All Pocket Gophers are burrowers and are hoarders using their cheek pouches for transporting food back to their burrows destroying crop, garden vegetation while creating holes that can cause injury to livestock. Gophers are destructive rodents causing damage annually to parks, ranches, vineyards, golf courses and farming operations. Their presence is unambiguously announced by the appearance of mounds of fresh dirt about 8 - 12 inches in diameter, sometimes larger. These destructive pest like moist soil, so you will often find them in lawns, gardens or farms. Because of this, some species are considered and agriculture pest. They may also damage trees in forest. Although they will attempt to flee when threatened, they may attack other animals, including cats and humans, and can inflict serious bites with their long sharp teeth.
These rodents are solitary outside of the breeding season, aggressively maintaining territories that vary in size depending on the resources available. Males and females may share some burrows and nesting chambers if their territories border each other, but in general, each pocket gopher inhabits its own individual tunnel system.
Depending on the species and local conditions there is a specific annual breeding season, or they may breed repeatedly through the year. Each litter typically consists of two to five young, although this may be much higher in some species. The young are weaned at around forty days.
A Pocket Gopher usually tunnels 12 to 18 inches below the ground surface with their dens or burrows being 6 feet deep in frost free climates and 8 to 10 feet in northern climates. Pocket gophers do not hibernate and can produce up to 3 liters per year with the first litter reaching sexual maturity in nine to twelve months.
Pocket gopher mounds are vastly different from moles or ground squirrels. These mounds are fan shaped which are the result of the pocket gopher excavating dirt from the main tunnel through a lateral tunnel and up through the surface. In most cases, the tunnel entrance at the mound is located at the base of the fan at the 45 degree angle.
Pocket gophers can be active at anytime of day or night. In most cases, activity usually decreases by late morning and resumes in late afternoon due to cooler soil temperatures and increased soil moisture.
There are 3 things to remember when treating Pocket Gophers which are unique to this species. Patience, Persistence and Understanding!

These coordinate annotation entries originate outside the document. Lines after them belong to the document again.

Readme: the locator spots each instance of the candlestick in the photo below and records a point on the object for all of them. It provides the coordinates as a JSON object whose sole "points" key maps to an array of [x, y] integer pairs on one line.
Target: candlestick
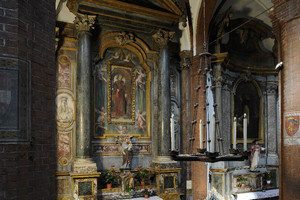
{"points": [[201, 137], [172, 132], [212, 134], [234, 133], [245, 132]]}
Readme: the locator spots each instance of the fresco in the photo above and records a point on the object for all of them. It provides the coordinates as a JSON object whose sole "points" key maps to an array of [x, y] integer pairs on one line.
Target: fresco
{"points": [[120, 94]]}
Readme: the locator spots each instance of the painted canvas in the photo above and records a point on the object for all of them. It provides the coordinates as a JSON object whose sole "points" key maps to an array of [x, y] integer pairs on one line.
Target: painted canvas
{"points": [[121, 87]]}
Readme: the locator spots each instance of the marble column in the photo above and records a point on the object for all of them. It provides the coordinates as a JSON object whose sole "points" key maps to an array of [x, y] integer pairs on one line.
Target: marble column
{"points": [[84, 170], [164, 138], [271, 122], [186, 118], [83, 90], [162, 161]]}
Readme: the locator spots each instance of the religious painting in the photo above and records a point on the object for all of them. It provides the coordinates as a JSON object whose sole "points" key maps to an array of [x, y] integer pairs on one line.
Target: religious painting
{"points": [[9, 95], [64, 72], [64, 147], [65, 115], [247, 101], [122, 93]]}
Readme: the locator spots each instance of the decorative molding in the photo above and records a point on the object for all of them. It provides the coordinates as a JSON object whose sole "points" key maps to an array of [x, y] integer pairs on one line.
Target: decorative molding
{"points": [[162, 37], [185, 59], [219, 58], [124, 38], [271, 89], [84, 22]]}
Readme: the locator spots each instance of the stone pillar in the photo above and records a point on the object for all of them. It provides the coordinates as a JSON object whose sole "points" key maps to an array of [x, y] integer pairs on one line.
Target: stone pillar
{"points": [[271, 128], [84, 170], [286, 27], [166, 170], [162, 38], [83, 90], [186, 118], [224, 134]]}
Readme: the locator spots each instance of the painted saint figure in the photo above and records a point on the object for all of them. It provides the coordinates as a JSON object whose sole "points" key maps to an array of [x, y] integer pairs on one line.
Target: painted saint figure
{"points": [[140, 120], [139, 82], [119, 107], [65, 113], [126, 152], [255, 155]]}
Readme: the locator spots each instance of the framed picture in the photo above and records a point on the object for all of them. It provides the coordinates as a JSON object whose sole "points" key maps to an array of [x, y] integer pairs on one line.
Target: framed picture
{"points": [[121, 94]]}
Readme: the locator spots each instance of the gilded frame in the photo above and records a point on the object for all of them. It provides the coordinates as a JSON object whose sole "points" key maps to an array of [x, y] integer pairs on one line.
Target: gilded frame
{"points": [[125, 74]]}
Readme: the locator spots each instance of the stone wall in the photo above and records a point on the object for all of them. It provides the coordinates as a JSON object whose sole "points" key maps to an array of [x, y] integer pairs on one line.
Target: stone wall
{"points": [[285, 19], [27, 34]]}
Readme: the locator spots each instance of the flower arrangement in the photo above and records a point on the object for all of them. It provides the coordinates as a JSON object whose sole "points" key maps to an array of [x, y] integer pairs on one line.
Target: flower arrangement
{"points": [[110, 175], [144, 174], [242, 179], [147, 191]]}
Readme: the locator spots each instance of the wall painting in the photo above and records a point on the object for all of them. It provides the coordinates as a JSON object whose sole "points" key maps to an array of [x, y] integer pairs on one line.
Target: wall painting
{"points": [[122, 85]]}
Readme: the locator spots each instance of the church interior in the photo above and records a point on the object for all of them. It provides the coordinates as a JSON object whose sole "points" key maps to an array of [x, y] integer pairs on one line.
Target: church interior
{"points": [[158, 99]]}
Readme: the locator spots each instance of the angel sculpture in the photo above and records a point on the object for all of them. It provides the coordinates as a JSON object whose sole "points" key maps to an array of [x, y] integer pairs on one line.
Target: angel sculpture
{"points": [[99, 73], [139, 81], [101, 118], [126, 149], [140, 120]]}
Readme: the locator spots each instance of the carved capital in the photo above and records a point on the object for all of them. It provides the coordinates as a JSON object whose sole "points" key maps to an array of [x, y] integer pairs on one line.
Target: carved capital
{"points": [[162, 37], [84, 22], [124, 38], [73, 6], [271, 90]]}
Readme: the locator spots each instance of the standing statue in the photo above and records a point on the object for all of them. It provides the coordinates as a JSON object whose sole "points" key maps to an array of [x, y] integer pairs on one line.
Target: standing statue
{"points": [[126, 150], [255, 155]]}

Patience is the key when treating an invasive species like pocket gophers. Since they are migrating species, totally eliminating them from an infested area may not be possible on a long term basis.
Persistence to maintain a treatment regimen which will reduce the gopher population considerably with each and every application. The more you keep your regimen, the fewer pocket gophers exist now and in the future.
Understanding the habits of these animals. Pocket gophers can tunnel a hundred feet or more per night, excavate over a ton of soil per season, cause erosion problems and cost farmers and ranchers money in lost crops, damaged equipment, injured animals and unsightly landscape.